Sun, Dec 12, 2004 - Page 3 News List

Green's vote strategy a disaster

Most analysts blamed the pan-green camp's poor showing in yesterday's election on a poorly implemented vote-sharing plan, as well as an overly optimistic assessment of the number of seats the camp could win

By Huang Tai-lin  /  STAFF REPORTER

A worker in the Democratic Progressive Party's Taipei headquarters yesterday watches election results as they are reported on a TV news program.

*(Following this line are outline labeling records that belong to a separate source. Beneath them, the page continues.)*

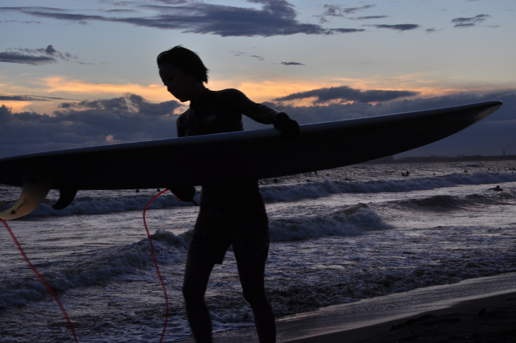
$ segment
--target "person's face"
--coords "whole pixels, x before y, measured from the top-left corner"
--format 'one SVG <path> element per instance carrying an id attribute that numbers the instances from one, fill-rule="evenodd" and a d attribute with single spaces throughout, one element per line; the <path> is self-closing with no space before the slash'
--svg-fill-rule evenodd
<path id="1" fill-rule="evenodd" d="M 159 76 L 168 91 L 181 102 L 192 100 L 202 84 L 193 75 L 169 63 L 159 67 Z"/>

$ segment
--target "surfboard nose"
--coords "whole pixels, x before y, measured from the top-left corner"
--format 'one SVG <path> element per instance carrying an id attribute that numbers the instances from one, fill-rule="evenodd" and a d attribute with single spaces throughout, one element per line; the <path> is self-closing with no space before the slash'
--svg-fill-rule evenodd
<path id="1" fill-rule="evenodd" d="M 11 220 L 28 214 L 45 199 L 50 187 L 50 184 L 45 181 L 24 181 L 22 194 L 18 201 L 0 212 L 0 218 Z"/>

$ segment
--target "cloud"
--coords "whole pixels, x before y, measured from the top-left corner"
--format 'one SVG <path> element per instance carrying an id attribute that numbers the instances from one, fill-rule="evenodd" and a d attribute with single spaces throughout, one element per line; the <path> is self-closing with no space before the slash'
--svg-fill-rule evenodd
<path id="1" fill-rule="evenodd" d="M 376 5 L 366 5 L 360 7 L 345 7 L 341 5 L 325 5 L 322 6 L 324 11 L 322 13 L 316 15 L 319 18 L 321 22 L 328 21 L 328 17 L 346 18 L 349 14 L 354 14 L 357 11 L 369 9 L 376 7 Z"/>
<path id="2" fill-rule="evenodd" d="M 21 63 L 40 65 L 54 63 L 58 60 L 69 61 L 77 60 L 76 56 L 68 52 L 61 52 L 49 45 L 44 48 L 17 48 L 7 49 L 0 52 L 0 62 Z"/>
<path id="3" fill-rule="evenodd" d="M 315 98 L 314 104 L 327 103 L 336 101 L 340 103 L 353 102 L 379 102 L 392 100 L 399 98 L 411 97 L 418 94 L 417 92 L 408 90 L 361 90 L 351 88 L 347 86 L 319 88 L 308 91 L 295 93 L 275 99 L 276 101 Z"/>
<path id="4" fill-rule="evenodd" d="M 474 26 L 491 17 L 489 14 L 478 14 L 469 18 L 455 18 L 452 20 L 454 27 L 470 27 Z"/>
<path id="5" fill-rule="evenodd" d="M 49 7 L 0 7 L 0 11 L 18 12 L 40 18 L 51 18 L 87 24 L 91 21 L 123 23 L 138 26 L 164 29 L 178 29 L 183 32 L 227 36 L 285 36 L 331 35 L 360 32 L 351 28 L 328 29 L 320 25 L 302 23 L 297 20 L 294 6 L 286 0 L 247 0 L 259 8 L 215 5 L 199 1 L 162 1 L 164 5 L 140 6 L 124 3 L 125 6 L 134 6 L 134 11 L 99 10 L 100 14 L 77 12 L 77 10 Z M 121 3 L 114 3 L 114 5 Z M 365 8 L 373 5 L 367 5 Z M 344 12 L 349 9 L 339 10 Z M 142 11 L 150 12 L 142 15 Z M 111 15 L 106 16 L 105 13 Z M 133 16 L 124 16 L 130 14 Z"/>
<path id="6" fill-rule="evenodd" d="M 3 105 L 0 157 L 173 137 L 172 114 L 181 106 L 175 101 L 151 103 L 134 94 L 63 102 L 51 115 L 14 113 Z"/>
<path id="7" fill-rule="evenodd" d="M 259 59 L 261 61 L 265 60 L 265 57 L 262 56 L 257 56 L 256 55 L 251 55 L 250 54 L 248 54 L 245 52 L 239 52 L 238 51 L 235 51 L 235 56 L 243 56 L 249 57 L 253 57 L 253 58 L 256 58 L 256 59 Z"/>
<path id="8" fill-rule="evenodd" d="M 0 94 L 0 101 L 51 101 L 70 100 L 73 99 L 51 97 L 40 97 L 34 95 L 6 95 Z"/>
<path id="9" fill-rule="evenodd" d="M 398 24 L 396 25 L 369 25 L 368 26 L 373 26 L 377 28 L 388 28 L 391 30 L 397 30 L 398 31 L 407 31 L 409 30 L 414 30 L 419 28 L 421 25 L 416 24 Z"/>
<path id="10" fill-rule="evenodd" d="M 367 94 L 368 92 L 352 89 L 348 91 L 358 94 L 359 98 L 361 93 Z M 374 97 L 385 98 L 378 95 Z M 516 131 L 516 120 L 513 115 L 516 112 L 514 89 L 483 94 L 464 93 L 427 99 L 397 98 L 390 101 L 375 103 L 354 101 L 304 106 L 293 106 L 279 103 L 268 104 L 288 113 L 300 123 L 304 124 L 400 113 L 495 99 L 503 101 L 504 105 L 493 115 L 462 132 L 420 148 L 418 152 L 411 152 L 409 154 L 489 155 L 501 154 L 503 150 L 505 150 L 508 154 L 516 154 L 516 141 L 514 139 L 514 132 Z M 51 115 L 26 112 L 15 113 L 7 106 L 1 105 L 0 158 L 52 150 L 174 137 L 175 120 L 177 116 L 172 113 L 181 106 L 175 101 L 151 103 L 135 94 L 126 94 L 123 97 L 109 99 L 63 102 L 58 110 Z M 245 119 L 245 127 L 247 130 L 252 130 L 268 127 Z"/>
<path id="11" fill-rule="evenodd" d="M 366 17 L 357 17 L 356 18 L 351 18 L 350 19 L 354 19 L 355 20 L 369 20 L 370 19 L 383 19 L 384 18 L 388 18 L 389 17 L 388 15 L 367 15 Z"/>

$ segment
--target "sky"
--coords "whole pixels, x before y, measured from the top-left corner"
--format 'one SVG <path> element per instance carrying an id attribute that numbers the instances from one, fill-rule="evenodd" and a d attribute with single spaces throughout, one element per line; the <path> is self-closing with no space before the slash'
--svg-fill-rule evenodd
<path id="1" fill-rule="evenodd" d="M 516 154 L 516 0 L 2 0 L 0 30 L 0 158 L 175 137 L 177 45 L 301 124 L 501 100 L 397 157 Z"/>

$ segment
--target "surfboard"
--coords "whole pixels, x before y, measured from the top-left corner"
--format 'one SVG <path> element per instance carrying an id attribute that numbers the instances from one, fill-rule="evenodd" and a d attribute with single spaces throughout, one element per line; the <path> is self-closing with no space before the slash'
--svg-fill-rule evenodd
<path id="1" fill-rule="evenodd" d="M 300 126 L 284 142 L 275 129 L 80 148 L 0 159 L 0 183 L 22 186 L 13 219 L 51 189 L 63 208 L 78 190 L 172 188 L 280 177 L 399 153 L 452 135 L 487 117 L 497 100 Z"/>

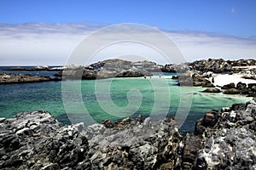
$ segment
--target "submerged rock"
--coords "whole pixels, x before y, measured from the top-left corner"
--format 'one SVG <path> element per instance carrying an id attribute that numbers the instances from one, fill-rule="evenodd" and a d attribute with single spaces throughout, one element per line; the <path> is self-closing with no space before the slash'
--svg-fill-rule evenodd
<path id="1" fill-rule="evenodd" d="M 203 91 L 204 93 L 220 93 L 220 89 L 217 88 L 208 88 Z"/>

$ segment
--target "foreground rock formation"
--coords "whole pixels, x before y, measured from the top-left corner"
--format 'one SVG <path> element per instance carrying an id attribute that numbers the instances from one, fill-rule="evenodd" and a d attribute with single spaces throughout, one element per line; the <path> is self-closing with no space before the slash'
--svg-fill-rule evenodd
<path id="1" fill-rule="evenodd" d="M 0 84 L 12 84 L 12 83 L 26 83 L 26 82 L 42 82 L 58 81 L 58 78 L 50 78 L 49 76 L 31 75 L 31 74 L 12 74 L 12 73 L 0 73 Z"/>
<path id="2" fill-rule="evenodd" d="M 1 169 L 255 169 L 256 99 L 212 110 L 195 134 L 172 118 L 105 120 L 86 129 L 46 111 L 0 118 Z"/>

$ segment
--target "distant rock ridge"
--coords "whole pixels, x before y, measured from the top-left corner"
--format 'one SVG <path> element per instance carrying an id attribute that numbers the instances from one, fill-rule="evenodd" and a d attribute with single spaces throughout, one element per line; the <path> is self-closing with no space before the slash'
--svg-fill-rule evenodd
<path id="1" fill-rule="evenodd" d="M 49 112 L 0 118 L 1 169 L 255 169 L 256 99 L 212 110 L 182 137 L 175 120 L 63 126 Z"/>
<path id="2" fill-rule="evenodd" d="M 23 73 L 0 73 L 0 84 L 14 84 L 14 83 L 28 83 L 28 82 L 43 82 L 51 81 L 60 81 L 59 78 L 51 78 L 39 75 L 31 75 Z"/>

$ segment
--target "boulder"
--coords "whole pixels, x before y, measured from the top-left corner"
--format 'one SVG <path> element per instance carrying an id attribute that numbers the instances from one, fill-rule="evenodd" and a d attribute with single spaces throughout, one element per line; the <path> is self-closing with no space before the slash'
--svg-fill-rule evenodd
<path id="1" fill-rule="evenodd" d="M 220 89 L 217 88 L 208 88 L 203 91 L 204 93 L 220 93 Z"/>
<path id="2" fill-rule="evenodd" d="M 224 94 L 239 94 L 240 90 L 238 90 L 236 88 L 229 88 L 229 89 L 225 90 L 224 92 Z"/>
<path id="3" fill-rule="evenodd" d="M 231 82 L 230 84 L 224 85 L 221 89 L 230 89 L 230 88 L 236 88 L 236 84 Z"/>

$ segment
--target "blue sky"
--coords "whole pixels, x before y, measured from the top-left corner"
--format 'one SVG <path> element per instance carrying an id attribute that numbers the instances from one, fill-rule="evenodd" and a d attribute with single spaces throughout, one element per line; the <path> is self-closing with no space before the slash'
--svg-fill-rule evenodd
<path id="1" fill-rule="evenodd" d="M 256 52 L 253 50 L 256 44 L 256 1 L 247 0 L 209 0 L 209 1 L 185 1 L 185 0 L 162 0 L 162 1 L 71 1 L 71 0 L 0 0 L 0 36 L 4 35 L 6 38 L 0 42 L 0 48 L 8 48 L 19 46 L 19 42 L 9 37 L 8 39 L 6 35 L 15 35 L 19 32 L 31 32 L 38 34 L 40 37 L 41 27 L 49 27 L 53 29 L 55 27 L 55 31 L 64 31 L 65 30 L 77 31 L 79 26 L 90 30 L 89 28 L 96 29 L 104 26 L 120 23 L 139 23 L 155 26 L 161 31 L 167 32 L 176 32 L 179 37 L 174 39 L 177 44 L 181 47 L 181 50 L 186 55 L 189 54 L 188 48 L 184 44 L 189 42 L 179 41 L 182 35 L 184 35 L 183 39 L 189 39 L 189 37 L 193 36 L 192 39 L 196 37 L 208 37 L 211 41 L 212 37 L 216 38 L 222 38 L 223 42 L 240 41 L 239 43 L 242 44 L 243 41 L 249 41 L 251 45 L 250 52 L 247 53 L 249 58 L 255 57 Z M 40 26 L 35 26 L 36 24 Z M 74 26 L 74 24 L 76 24 Z M 58 30 L 58 26 L 61 25 L 61 30 Z M 27 26 L 27 28 L 26 27 Z M 76 27 L 76 28 L 74 28 Z M 86 28 L 85 28 L 86 27 Z M 2 33 L 1 33 L 2 30 Z M 8 32 L 7 32 L 8 31 Z M 58 33 L 58 32 L 57 32 Z M 63 32 L 62 32 L 63 33 Z M 79 34 L 84 32 L 79 31 Z M 88 34 L 88 32 L 87 32 Z M 32 33 L 30 34 L 30 36 Z M 84 33 L 86 35 L 86 33 Z M 188 35 L 189 35 L 188 37 Z M 203 35 L 203 36 L 201 36 Z M 19 35 L 20 37 L 20 35 Z M 52 36 L 52 37 L 51 37 Z M 77 35 L 73 35 L 75 37 Z M 25 36 L 23 36 L 25 37 Z M 28 36 L 29 37 L 29 36 Z M 17 36 L 15 37 L 17 37 Z M 49 34 L 47 37 L 50 41 L 55 37 Z M 234 38 L 231 40 L 230 38 Z M 13 44 L 9 44 L 6 47 L 4 42 L 11 42 L 14 38 Z M 227 38 L 227 39 L 224 39 Z M 77 37 L 73 42 L 66 42 L 69 47 L 75 47 L 79 43 L 82 37 Z M 214 38 L 213 38 L 214 39 Z M 24 39 L 27 44 L 32 43 L 32 39 Z M 43 41 L 43 40 L 42 40 Z M 203 42 L 207 40 L 204 39 Z M 199 41 L 200 42 L 200 41 Z M 54 42 L 53 42 L 54 44 Z M 71 45 L 72 44 L 72 45 Z M 38 44 L 42 45 L 42 44 Z M 234 46 L 237 48 L 238 46 Z M 190 47 L 191 48 L 192 47 Z M 198 50 L 201 49 L 198 47 Z M 234 48 L 230 47 L 231 48 Z M 243 48 L 246 48 L 243 46 Z M 248 48 L 243 48 L 247 50 Z M 26 48 L 19 50 L 26 52 Z M 69 51 L 61 55 L 68 56 Z M 227 49 L 230 50 L 230 49 Z M 241 49 L 242 50 L 242 49 Z M 5 65 L 12 62 L 7 61 L 7 56 L 15 56 L 17 54 L 12 54 L 13 50 L 9 53 L 5 50 L 4 54 L 0 53 L 0 58 L 5 61 Z M 24 52 L 23 57 L 26 53 Z M 27 56 L 30 52 L 27 52 Z M 38 51 L 39 53 L 40 51 Z M 36 52 L 35 52 L 36 53 Z M 191 53 L 191 50 L 189 51 Z M 205 53 L 202 53 L 205 55 Z M 3 57 L 4 55 L 4 58 Z M 32 55 L 32 54 L 31 54 Z M 49 54 L 53 55 L 53 54 Z M 58 55 L 58 54 L 55 54 Z M 61 55 L 61 54 L 59 54 Z M 191 54 L 191 55 L 200 55 L 200 53 Z M 216 54 L 216 57 L 219 57 L 219 54 Z M 236 54 L 224 53 L 224 55 L 228 57 L 235 56 Z M 241 55 L 237 53 L 236 58 Z M 205 56 L 212 57 L 212 55 Z M 17 56 L 16 56 L 17 57 Z M 63 57 L 63 59 L 66 59 Z M 194 60 L 191 56 L 186 56 L 189 60 Z M 243 56 L 241 56 L 243 57 Z M 15 58 L 16 59 L 16 58 Z M 40 58 L 41 59 L 41 58 Z M 15 60 L 15 58 L 14 58 Z M 28 60 L 26 57 L 20 58 L 20 60 Z M 60 59 L 61 60 L 61 59 Z M 54 60 L 49 62 L 53 63 Z M 3 63 L 3 62 L 2 62 Z M 60 64 L 63 61 L 59 60 Z M 47 64 L 47 62 L 46 62 Z"/>
<path id="2" fill-rule="evenodd" d="M 141 23 L 171 31 L 256 35 L 256 1 L 1 0 L 2 23 Z"/>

An inefficient vote-allocation strategy and an excessive number of nominees were attributed by many political observers as the main reasons behind the pan-green camp's unsuccessful bid to obtain a legislative majority in yesterday's elections.

Noting that there were many Democratic Progressive Party (DPP) or Taiwan Solidarity Union (TSU) candidates who failed to win by just a few votes, former DPP public survey center chief Chen Chun-lin (陳俊麟) said the situation suggested there were "problems" with the vote-allocation strategy adopted by the pan-green camp.

"It appears that the vote-allocation strategy adopted by the DPP and the TSU did not help the pan-green camp, but ended up having the candidates fight among themselves for votes," Chen said, saying that some constituencies ended up with a lose-lose situation for both the DPP and the TSU.

"It is clear that the DPP will have to engage in a re-assessment over its electoral maneuvers and strategies," Chen said. Chen is deputy chairman of the Research, Development and Evaluation Commission.

Agreeing with Chen's remarks, political commentator and editor-in-chief of Contemporary Monthly magazine Chin Heng-wei (金恆煒) said the vote-allocation adopted by the pan-greens "has resulted in the TSU's votes being largely lured away by the DPP."

One mistake committed by the pan-green camp, said Chin, was that "the pan-green camp had unrealistic expectations that it could achieve major growth in its number of seats in the elections."

The goal of attaining a legislative majority led the DPP to nominate too many candidates in the election, Chin said, adding that it was another factor which the DPP needed to re-evaluate.

While admitting that the DPP had lost the elections since it did not meet its targeting goal of obtaining 101 seats in the new legislature, DPP caucus whip Tsai Huang-liang (蔡煌瑯) said the DPP had made gains in the number of votes it won in comparison to the last legislative election three years ago.

Citing statistics to support his remarks, Tsai said that the DPP this time had garnered 35.72 percent of the vote, a slight growth over the 33.38 percent of the vote in the 2001 legislative elections.

The DPP won 89 seats in yesterday's poll, two more than it won three years ago.

Noting that there were many pan-green candidates who enjoyed relatively high support rates before the election, yet obtained low votes in the poll yesterday, Tsai said these candidates' high approval rates had ended up working against them at the last minute when voters went to the polls.

Referring to the various topics talked about by Chen during the campaign period, such as the issue of changing the name of all relevant government agencies to include the word "Taiwan," Tsai added that it was possible that the voters did not have ample time to absorb and digest these issues, or to translate them into actual votes for the pan-greens in yesterday's polls.

"The DPP will re-assess its electoral maneuvers and operations after [yesterday's] elections," Tsai said.

The TSU, under the leadership of its spiritual leader, former president Lee Teng-hui (李登輝), failed to achieve its goal of winning 20 seats.

The TSU, a pro-independence party, obtained only 12 seats in yesterday's elections.

"Overall, the TSU did not perform well," said Hsu Yung-ming (徐永明), a researcher at the Institute of Social Sciences at Academia Sinica, adding that the party did not increase its number of seats as it had expected, although it had grown slightly in terms of total votes won.